President Trump again touted the promise of the antimalarial drug hydroxychloroquine on Monday for use treating COVID-19, retweeting a story that appeared in the New York Post.
The piece in the Post detailed the case of Rio Giardinieri, a 52-year-old Florida man stricken by COVID-19 who was admitted to the intensive care unit at Joe DiMaggio Children’s Hospital in Hollywood, Fla. On oxygen in the intensive care unit and with doctors telling him there was nothing more they could do, Giardinieri asked to be put on hydroxychloroquine, a drug used to treat malaria and lupus that Trump has called a possible “game changer” in the fight against the coronavirus.
A preliminary study in France indicated that when patients took it in combination with the antibiotic azithromycin, they were clear of the virus in less time than a control group. Larger-scale trials, which could prove or disprove its benefits, are soon to get underway.
Shortly after receiving the medication via an IV, Giardinieri experienced dramatic heart palpitations and more breathing problems, but then he awoke hours later feeling “like nothing ever happened,” the Post reported.
By the following day, the paper said, his fever, pain and shortness of breath were gone. He expects to be discharged from the hospital by midweek, though the article did not include a statement from the hospital or the doctors who treated Giardinieri.
For a world desperate to find a cure for a virus that, as of Monday morning, had sickened more than 41,000 people and killed more than 500 in the U.S. alone, chloroquine has become a beacon of hope, especially for the president.
But Giardinieri’s recovery by itself falls far short of what scientists consider proof.
“Many of the things that you hear out there are what I call anecdotal reports,” Dr. Anthony Fauci, the leading expert on the president’s coronavirus task force, said during Saturday’s White House press briefing.

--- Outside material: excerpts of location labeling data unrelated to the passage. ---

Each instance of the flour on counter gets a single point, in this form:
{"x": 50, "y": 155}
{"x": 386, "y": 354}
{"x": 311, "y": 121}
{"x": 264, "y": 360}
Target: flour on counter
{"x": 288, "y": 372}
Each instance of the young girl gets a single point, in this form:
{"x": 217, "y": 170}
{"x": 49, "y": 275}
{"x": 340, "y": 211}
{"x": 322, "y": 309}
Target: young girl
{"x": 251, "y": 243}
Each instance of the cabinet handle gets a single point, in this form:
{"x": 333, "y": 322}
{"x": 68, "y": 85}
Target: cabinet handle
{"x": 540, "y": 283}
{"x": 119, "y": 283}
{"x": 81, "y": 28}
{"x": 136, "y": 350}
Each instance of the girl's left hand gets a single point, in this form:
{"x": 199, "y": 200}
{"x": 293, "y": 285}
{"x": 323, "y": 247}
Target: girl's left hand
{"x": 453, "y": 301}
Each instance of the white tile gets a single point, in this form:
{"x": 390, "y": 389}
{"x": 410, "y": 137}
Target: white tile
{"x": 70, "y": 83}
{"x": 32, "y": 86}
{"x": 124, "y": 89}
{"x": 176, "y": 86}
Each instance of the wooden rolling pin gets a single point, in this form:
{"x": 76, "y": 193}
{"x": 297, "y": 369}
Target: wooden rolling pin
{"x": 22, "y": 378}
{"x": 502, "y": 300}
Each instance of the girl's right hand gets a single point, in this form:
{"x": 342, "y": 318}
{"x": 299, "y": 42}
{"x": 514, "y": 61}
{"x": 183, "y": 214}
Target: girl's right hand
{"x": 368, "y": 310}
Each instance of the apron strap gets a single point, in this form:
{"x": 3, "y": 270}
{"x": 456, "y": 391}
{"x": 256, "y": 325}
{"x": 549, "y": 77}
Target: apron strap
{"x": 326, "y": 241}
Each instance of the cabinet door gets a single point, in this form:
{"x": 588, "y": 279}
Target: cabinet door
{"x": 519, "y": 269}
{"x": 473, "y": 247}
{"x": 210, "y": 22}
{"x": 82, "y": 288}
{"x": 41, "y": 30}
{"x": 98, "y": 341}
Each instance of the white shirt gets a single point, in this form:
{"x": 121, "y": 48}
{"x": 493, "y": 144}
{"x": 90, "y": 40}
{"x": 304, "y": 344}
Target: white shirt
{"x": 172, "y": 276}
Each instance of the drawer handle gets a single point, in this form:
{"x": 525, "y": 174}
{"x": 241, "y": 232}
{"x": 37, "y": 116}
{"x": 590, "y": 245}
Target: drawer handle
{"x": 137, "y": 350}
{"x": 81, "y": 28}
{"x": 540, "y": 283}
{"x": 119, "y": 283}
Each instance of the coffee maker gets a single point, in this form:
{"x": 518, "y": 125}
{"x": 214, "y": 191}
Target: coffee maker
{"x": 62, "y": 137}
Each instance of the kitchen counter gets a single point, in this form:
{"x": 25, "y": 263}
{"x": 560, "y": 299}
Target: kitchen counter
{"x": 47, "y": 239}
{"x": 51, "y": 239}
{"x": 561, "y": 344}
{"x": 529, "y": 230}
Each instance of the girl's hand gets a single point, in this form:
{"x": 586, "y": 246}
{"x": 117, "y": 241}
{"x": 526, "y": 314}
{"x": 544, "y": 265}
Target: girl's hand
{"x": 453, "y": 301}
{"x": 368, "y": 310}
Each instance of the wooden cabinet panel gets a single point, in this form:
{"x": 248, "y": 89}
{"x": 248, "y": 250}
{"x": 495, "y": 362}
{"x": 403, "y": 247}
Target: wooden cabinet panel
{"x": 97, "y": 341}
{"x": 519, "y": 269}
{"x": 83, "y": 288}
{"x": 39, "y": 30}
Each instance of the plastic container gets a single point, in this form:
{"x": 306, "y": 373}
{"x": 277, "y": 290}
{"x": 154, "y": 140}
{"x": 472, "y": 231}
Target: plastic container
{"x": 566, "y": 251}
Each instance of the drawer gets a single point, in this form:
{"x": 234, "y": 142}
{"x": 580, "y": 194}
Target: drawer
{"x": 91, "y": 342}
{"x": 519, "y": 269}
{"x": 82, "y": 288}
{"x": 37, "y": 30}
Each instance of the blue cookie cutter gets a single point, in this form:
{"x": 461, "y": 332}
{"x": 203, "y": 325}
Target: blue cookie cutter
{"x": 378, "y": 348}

Asked whether Trump’s promotion of the drug was appropriate, Fauci sought to place the president’s views in context.
“The president is talking about hope for people, and it’s not an unreasonable thing to hope for people,” Fauci said. “So when you have approved drugs that physicians have the option, and a decision between the physician and the patient, are you going to use a drug that someone says from an anecdotal standpoint, not completely proven, but might have some effect, there are those who lean to the point of giving hope and saying, Give that person the option of having access to that drug. And then you have the other group, which is my job as a scientist, to say my job is to ultimately prove, without a doubt, that a drug is not only safe, but that it actually works.”
On Monday, an Arizona man died after ingesting chloroquine phosphate, “an additive commonly used at aquariums to clean fish tanks” that is not the same as the antimalarial medication, Banner Health reported. His wife, who also ate what the couple in their 60s assumed to be protective of COVID-19, remains in critical care.

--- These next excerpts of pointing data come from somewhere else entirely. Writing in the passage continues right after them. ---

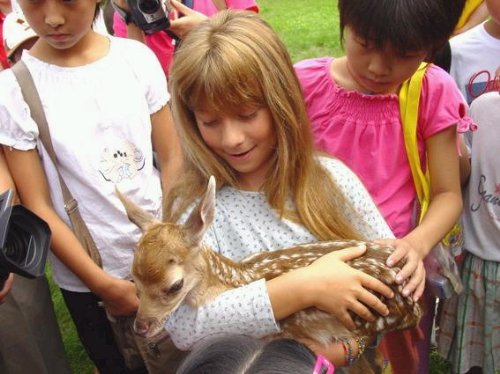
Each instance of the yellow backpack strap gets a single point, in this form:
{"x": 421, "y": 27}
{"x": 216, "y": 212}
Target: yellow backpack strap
{"x": 409, "y": 98}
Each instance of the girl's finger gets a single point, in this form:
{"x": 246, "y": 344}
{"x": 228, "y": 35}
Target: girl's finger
{"x": 396, "y": 256}
{"x": 345, "y": 318}
{"x": 374, "y": 284}
{"x": 362, "y": 310}
{"x": 414, "y": 281}
{"x": 419, "y": 291}
{"x": 374, "y": 303}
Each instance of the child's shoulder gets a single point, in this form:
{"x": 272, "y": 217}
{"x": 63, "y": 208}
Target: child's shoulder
{"x": 437, "y": 77}
{"x": 334, "y": 165}
{"x": 8, "y": 86}
{"x": 127, "y": 45}
{"x": 471, "y": 37}
{"x": 312, "y": 72}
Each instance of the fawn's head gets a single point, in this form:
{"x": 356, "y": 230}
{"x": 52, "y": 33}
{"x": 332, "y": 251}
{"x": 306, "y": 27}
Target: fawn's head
{"x": 166, "y": 260}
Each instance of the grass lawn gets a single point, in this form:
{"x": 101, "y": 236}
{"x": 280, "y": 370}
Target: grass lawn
{"x": 309, "y": 29}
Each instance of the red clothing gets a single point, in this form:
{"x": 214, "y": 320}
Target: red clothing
{"x": 4, "y": 62}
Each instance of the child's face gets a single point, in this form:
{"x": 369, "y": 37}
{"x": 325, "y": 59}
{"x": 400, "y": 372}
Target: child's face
{"x": 378, "y": 71}
{"x": 60, "y": 23}
{"x": 246, "y": 140}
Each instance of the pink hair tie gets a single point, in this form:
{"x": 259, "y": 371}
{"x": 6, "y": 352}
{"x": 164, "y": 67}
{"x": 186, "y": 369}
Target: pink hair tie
{"x": 323, "y": 363}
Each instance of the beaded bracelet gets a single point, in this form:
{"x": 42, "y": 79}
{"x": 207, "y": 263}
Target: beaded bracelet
{"x": 347, "y": 345}
{"x": 349, "y": 358}
{"x": 361, "y": 342}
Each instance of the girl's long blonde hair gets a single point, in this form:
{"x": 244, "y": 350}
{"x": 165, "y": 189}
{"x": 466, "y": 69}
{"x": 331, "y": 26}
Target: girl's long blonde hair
{"x": 235, "y": 59}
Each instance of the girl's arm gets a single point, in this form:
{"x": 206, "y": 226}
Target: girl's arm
{"x": 330, "y": 285}
{"x": 444, "y": 210}
{"x": 167, "y": 146}
{"x": 464, "y": 160}
{"x": 119, "y": 296}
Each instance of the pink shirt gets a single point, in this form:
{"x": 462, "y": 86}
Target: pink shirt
{"x": 162, "y": 44}
{"x": 365, "y": 132}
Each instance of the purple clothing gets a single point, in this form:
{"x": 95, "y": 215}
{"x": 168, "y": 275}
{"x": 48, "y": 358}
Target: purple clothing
{"x": 365, "y": 132}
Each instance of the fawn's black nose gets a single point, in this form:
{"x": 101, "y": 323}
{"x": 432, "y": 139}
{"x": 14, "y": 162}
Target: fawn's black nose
{"x": 142, "y": 325}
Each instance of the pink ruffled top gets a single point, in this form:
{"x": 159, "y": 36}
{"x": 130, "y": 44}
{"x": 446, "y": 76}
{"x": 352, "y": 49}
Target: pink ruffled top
{"x": 365, "y": 132}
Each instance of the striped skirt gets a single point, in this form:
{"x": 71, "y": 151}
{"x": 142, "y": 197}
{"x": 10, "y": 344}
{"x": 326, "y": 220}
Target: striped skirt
{"x": 469, "y": 327}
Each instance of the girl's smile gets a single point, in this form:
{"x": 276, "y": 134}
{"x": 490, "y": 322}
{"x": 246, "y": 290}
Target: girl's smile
{"x": 245, "y": 140}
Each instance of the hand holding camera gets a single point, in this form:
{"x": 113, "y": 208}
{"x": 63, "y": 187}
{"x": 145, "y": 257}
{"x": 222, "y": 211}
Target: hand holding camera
{"x": 150, "y": 16}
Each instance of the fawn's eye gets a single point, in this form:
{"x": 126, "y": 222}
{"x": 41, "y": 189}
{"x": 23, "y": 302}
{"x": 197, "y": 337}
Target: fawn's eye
{"x": 176, "y": 287}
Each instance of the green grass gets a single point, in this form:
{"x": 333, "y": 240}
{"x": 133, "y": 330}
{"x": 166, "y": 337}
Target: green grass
{"x": 308, "y": 29}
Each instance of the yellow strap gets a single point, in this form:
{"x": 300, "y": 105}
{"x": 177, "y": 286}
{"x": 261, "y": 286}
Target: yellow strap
{"x": 409, "y": 98}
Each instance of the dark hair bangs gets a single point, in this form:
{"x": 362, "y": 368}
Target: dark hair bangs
{"x": 405, "y": 25}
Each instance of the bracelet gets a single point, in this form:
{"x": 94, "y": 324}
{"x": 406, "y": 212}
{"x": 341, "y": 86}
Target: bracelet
{"x": 361, "y": 342}
{"x": 348, "y": 351}
{"x": 349, "y": 358}
{"x": 346, "y": 360}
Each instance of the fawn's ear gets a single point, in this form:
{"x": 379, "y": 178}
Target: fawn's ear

“Given the uncertainty around COVID-19, we understand that people are trying to find new ways to prevent or treat this virus, but self-medicating is not the way to do so,” Dr. Daniel Brooks, Banner Poison and Drug Information Center medical director, said in a statement. “The last thing that we want right now is to inundate our emergency departments with patients who believe they found a vague and risky solution that could potentially jeopardize their health.”

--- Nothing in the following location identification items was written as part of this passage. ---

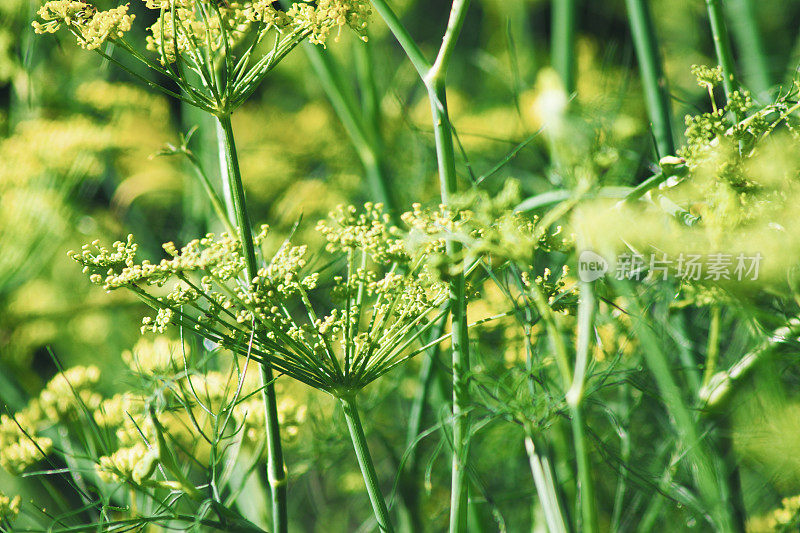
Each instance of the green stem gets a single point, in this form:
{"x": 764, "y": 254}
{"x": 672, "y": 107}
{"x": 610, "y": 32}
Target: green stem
{"x": 563, "y": 42}
{"x": 365, "y": 462}
{"x": 460, "y": 353}
{"x": 434, "y": 77}
{"x": 712, "y": 353}
{"x": 545, "y": 485}
{"x": 750, "y": 45}
{"x": 363, "y": 140}
{"x": 713, "y": 492}
{"x": 653, "y": 80}
{"x": 400, "y": 33}
{"x": 586, "y": 309}
{"x": 722, "y": 45}
{"x": 236, "y": 203}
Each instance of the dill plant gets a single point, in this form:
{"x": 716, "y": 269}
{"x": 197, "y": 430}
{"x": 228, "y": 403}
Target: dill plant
{"x": 193, "y": 43}
{"x": 579, "y": 363}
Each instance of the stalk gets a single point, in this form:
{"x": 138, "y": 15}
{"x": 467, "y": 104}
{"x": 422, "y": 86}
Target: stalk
{"x": 563, "y": 42}
{"x": 361, "y": 135}
{"x": 653, "y": 80}
{"x": 750, "y": 45}
{"x": 722, "y": 45}
{"x": 714, "y": 493}
{"x": 434, "y": 77}
{"x": 365, "y": 463}
{"x": 545, "y": 485}
{"x": 575, "y": 395}
{"x": 236, "y": 204}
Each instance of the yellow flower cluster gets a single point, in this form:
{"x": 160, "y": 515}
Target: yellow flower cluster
{"x": 17, "y": 450}
{"x": 191, "y": 27}
{"x": 91, "y": 27}
{"x": 136, "y": 463}
{"x": 322, "y": 19}
{"x": 158, "y": 356}
{"x": 57, "y": 402}
{"x": 9, "y": 507}
{"x": 62, "y": 397}
{"x": 368, "y": 230}
{"x": 784, "y": 518}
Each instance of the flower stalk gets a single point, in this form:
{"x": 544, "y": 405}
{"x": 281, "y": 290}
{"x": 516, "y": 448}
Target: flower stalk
{"x": 234, "y": 188}
{"x": 434, "y": 77}
{"x": 350, "y": 408}
{"x": 652, "y": 74}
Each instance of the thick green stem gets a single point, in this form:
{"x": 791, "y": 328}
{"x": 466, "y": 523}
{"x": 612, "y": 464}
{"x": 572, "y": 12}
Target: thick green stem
{"x": 546, "y": 489}
{"x": 586, "y": 309}
{"x": 460, "y": 354}
{"x": 562, "y": 44}
{"x": 276, "y": 470}
{"x": 653, "y": 80}
{"x": 722, "y": 45}
{"x": 750, "y": 46}
{"x": 365, "y": 463}
{"x": 236, "y": 204}
{"x": 434, "y": 77}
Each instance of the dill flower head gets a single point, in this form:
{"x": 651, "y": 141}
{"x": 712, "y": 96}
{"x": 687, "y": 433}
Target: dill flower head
{"x": 157, "y": 356}
{"x": 135, "y": 463}
{"x": 323, "y": 17}
{"x": 9, "y": 507}
{"x": 62, "y": 397}
{"x": 20, "y": 448}
{"x": 91, "y": 27}
{"x": 335, "y": 337}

Over the weekend, the Nigerian government said three people were hospitalized after overdosing on chloroquine in an attempt to protect themselves from COVID-19. That prompted the Nigeria Centre for Disease Control to issue a warning.
#FactsNotFear@WHO has NOT approved the use of chloroquine for #COVID19 management. Scientists are working hard to confirm the safety of several drugs for this disease.— NCDC (@NCDCgov) March 20, 2020
Please DO NOT engage in self-medication. This will cause harm and can lead to death.#COVID19Nigeria pic.twitter.com/K6kljq0VtW
Trump’s tweeting about the study in France, which was rushed into print by a medical journal without peer review, has resulted in a rush to obtain the drug, depleting the U.S. supply in a matter of days and endangering patients suffering from lupus and rheumatoid arthritis who rely on it.
Chloroquine also poses a risk of side effects, according to the Quinism Foundation, which supports research on encephalopathy caused by antimalarial drugs.
“In susceptible individuals, these drugs act as idiosyncratic neurotoxicants, potentially causing irreversible brain and brainstem dysfunction, even when used at relatively low doses,” Dr. Remington Nevin, a Johns Hopkins-trained psychiatric epidemiologist and the executive director of the Quinism Foundation, said in a statement. “This drug-induced dysfunction causes a disease of the brain and brainstem called quinoline encephalopathy, or quinism, which can be marked acutely by psychosis, confusion, and risk of suicide, and by lasting psychiatric and neurological symptoms.”
Doctors have also warned that indiscriminate use of the other drug Trump called a “game changer,” azithromycin, a first-line treatment for bacterial pneumonia, runs the risk of promoting antibiotic resistance.
For a president who has openly fretted about a “cure being worse than the problem itself” — referring to the economic consequences of a prolonged period of social distancing — that possibility doesn’t seem to apply to chloroquine.